“The Long Game” Celebrates A History More of Us Should Know

The Long Game

When Humberto G. Garcia attended San Felipe High School in Del Rio, Texas, he didn’t learn about the Miracle Five–the Mexican-American golf team who won the state championship in 1957. It wasn’t until he was at a local golf tournament in 2008 that he learned about the teen champs, saying at a recent event, “In that moment, the light bulb went on in my head and said this is a story that needs to get out.” Garcia has done just that, self-publishing a book on the subject, Mustang Miracle, in 2012, which has now been adapted into the movie, The Long Game.

The movie stars Jay Hernandez as JB Peña, the high school superintendent who forms the golf team played by Julian Works, Gregory Diaz IV, José Julián, Miguel Angel Garcia, and Christian Gallegos. Cheech Marin, Dennis Quaid, Jaina Lee Ortiz, and Oscar Nuñez also star in the film.

Prior to The Long Game’s theatrical release on April 12, Del Rio Mayor Alvaro “Al” Arreola declared March 29 as Mustang Miracle Day. They hosted multiple screenings at a local theater and a community pep rally at San Felipe Memorial Middle School, formally San Felipe High School.

“This is an amazing crowd,” Director Julio Quintana said at the pep rally. “We never thought all this was going to happen just from making what we thought was a little movie that just keeps growing and growing.”

In The Long Game, Peña convinces the teens to leave their jobs as caddies to instead become the first members of their high school golf team. With the help of Frank Mitchell, played by Quaid, the team competes in tournaments and eventually makes it to the state championship. It’s a story about perseverance, determination, and the importance of representation, while also addressing the discrimination Peña and his students endured by merely showing up in the color of their skin.

Members of the cast and crew talked about The Long Game in front of the former San Felipe High School.
Members of the cast and crew talked about The Long Game in front of the former San Felipe High School. Photo by Sarah M. Vasquez

Peña isn’t allowed to join the all-white country club because the other members are “not used to seeing a Mexican on the golf course.” When the team arrives at their first tournament, the organizer tells the coach that he assumed they were American. Peña responds with, “You assumed right,” because they are American citizens.

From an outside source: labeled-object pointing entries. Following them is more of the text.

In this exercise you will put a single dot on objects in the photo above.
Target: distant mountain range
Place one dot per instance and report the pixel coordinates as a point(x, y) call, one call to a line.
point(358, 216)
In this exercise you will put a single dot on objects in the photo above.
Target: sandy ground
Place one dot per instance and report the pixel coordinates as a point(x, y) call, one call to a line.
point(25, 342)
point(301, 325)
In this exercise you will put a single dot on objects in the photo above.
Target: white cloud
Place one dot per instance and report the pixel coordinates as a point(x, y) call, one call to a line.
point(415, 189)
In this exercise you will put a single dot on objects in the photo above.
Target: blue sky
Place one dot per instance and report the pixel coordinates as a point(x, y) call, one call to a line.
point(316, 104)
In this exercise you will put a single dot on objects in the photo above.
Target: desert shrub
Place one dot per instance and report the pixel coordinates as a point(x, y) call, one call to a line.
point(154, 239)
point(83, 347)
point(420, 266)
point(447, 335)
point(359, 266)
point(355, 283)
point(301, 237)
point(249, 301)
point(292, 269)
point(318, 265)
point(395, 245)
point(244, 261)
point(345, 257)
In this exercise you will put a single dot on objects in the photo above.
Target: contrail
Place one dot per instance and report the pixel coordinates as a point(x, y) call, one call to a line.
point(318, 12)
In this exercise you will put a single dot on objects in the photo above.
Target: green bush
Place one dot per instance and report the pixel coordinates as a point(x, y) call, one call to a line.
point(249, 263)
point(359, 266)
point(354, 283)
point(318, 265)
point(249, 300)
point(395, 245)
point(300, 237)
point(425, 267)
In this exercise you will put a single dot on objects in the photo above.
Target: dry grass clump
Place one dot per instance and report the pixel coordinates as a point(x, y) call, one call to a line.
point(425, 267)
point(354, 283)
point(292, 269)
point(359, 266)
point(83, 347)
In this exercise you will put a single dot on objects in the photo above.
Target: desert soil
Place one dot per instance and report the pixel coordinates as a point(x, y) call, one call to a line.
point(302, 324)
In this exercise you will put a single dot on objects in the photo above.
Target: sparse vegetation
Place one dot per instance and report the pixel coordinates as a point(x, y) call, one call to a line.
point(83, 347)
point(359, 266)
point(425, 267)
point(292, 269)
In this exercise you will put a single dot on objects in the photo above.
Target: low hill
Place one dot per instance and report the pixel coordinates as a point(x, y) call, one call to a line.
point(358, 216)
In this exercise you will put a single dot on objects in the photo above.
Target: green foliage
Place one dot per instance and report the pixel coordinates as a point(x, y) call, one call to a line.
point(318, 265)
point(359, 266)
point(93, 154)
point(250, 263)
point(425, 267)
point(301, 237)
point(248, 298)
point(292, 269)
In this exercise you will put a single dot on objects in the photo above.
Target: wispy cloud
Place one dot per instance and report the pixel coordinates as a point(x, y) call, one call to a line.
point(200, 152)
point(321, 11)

And in a brief noteworthy scene, the team sneaks off to the other side of the border where their Mexican culture is also questioned.

Even the adults struggle with how to navigate between the two cultures. Peña instructs his students to assimilate, prohibiting them from speaking Spanish on the golf course. Trevino’s dad is the most reluctant, telling his son, “Whenever you’re invited to the gringo party, you’re either the entertainment or the help.” But Marin’s character, who at times is comedic, also imparts his wisdom, reminding the coach to just keep swinging.

Works said at the pep rally that it was easy to tap into the emotions for the tense racism scenes, because hearing the derogatory terms generated real reactions. There wasn’t much footage for the actors to study the people they portrayed, but they referenced Garcia’s book. Playing Mario Lomas is Gallegos’ first movie role, but he knew this film would have a huge impact as it revealed how brave these five guys were at their age. “I think it was just time for people to start knowing about our stories, so they can see that we too can do things and make great things happen,” Lomas said.

Christian Gallegos plays Mario Lomas, another member of the high school golf team. The Long Game is the actor’s first movie. Photo by Sarah M. Vasquez
Christian Gallegos plays Mario Lomas, another member of the high school golf team. The Long Game is the actor’s first movie. Photo by Sarah M. Vasquez

The Long Game premiered at SXSW Film Festival last year and won an Audience Award, but Quintana was nervous to screen the film in front of a Del Rio audience. The response seemed overwhelmingly positive as the audience cheered. Quintana did address some of the changes to the story. As much as he loves Del Rio, he filmed in Smithville, because the Texas town still had a 1950s aesthetic. The golf scenes were filmed in Colombia.

“We hoped to at least capture the spirit of a small community that sticks together, looks out for each other,” said Quintana. “And the aesthetics of what the actual trees or the grass looks like was less important to us than making sure we captured the heart of what you guys have here.”

It was emotional for Lupe Felan, one of the members of the 1957 state champion team, to return to his hometown for this event. He shared that seeing his story on the big screen hit him deep inside his heart as he has good memories of playing golf in Del Rio. “Golf in those days to us was nothing but a particular sport that we started, and we had no idea what we were doing until we started playing and started winning tournaments,” said Felan. “Our ultimate goal was to win the state or get as far as we could in the state. In 1957, we accomplished that goal.”

Felan added that he never realized that someday, there would be a tribute to what he went through. But The Long Game represents the promise Garcia made to the 1957 state champions 16 years ago: to share their story. “I know it’s taken a long time. I know all of you have been very patient waiting for this moment,” Garcia said. “It is now here, and my promise has been fulfilled.”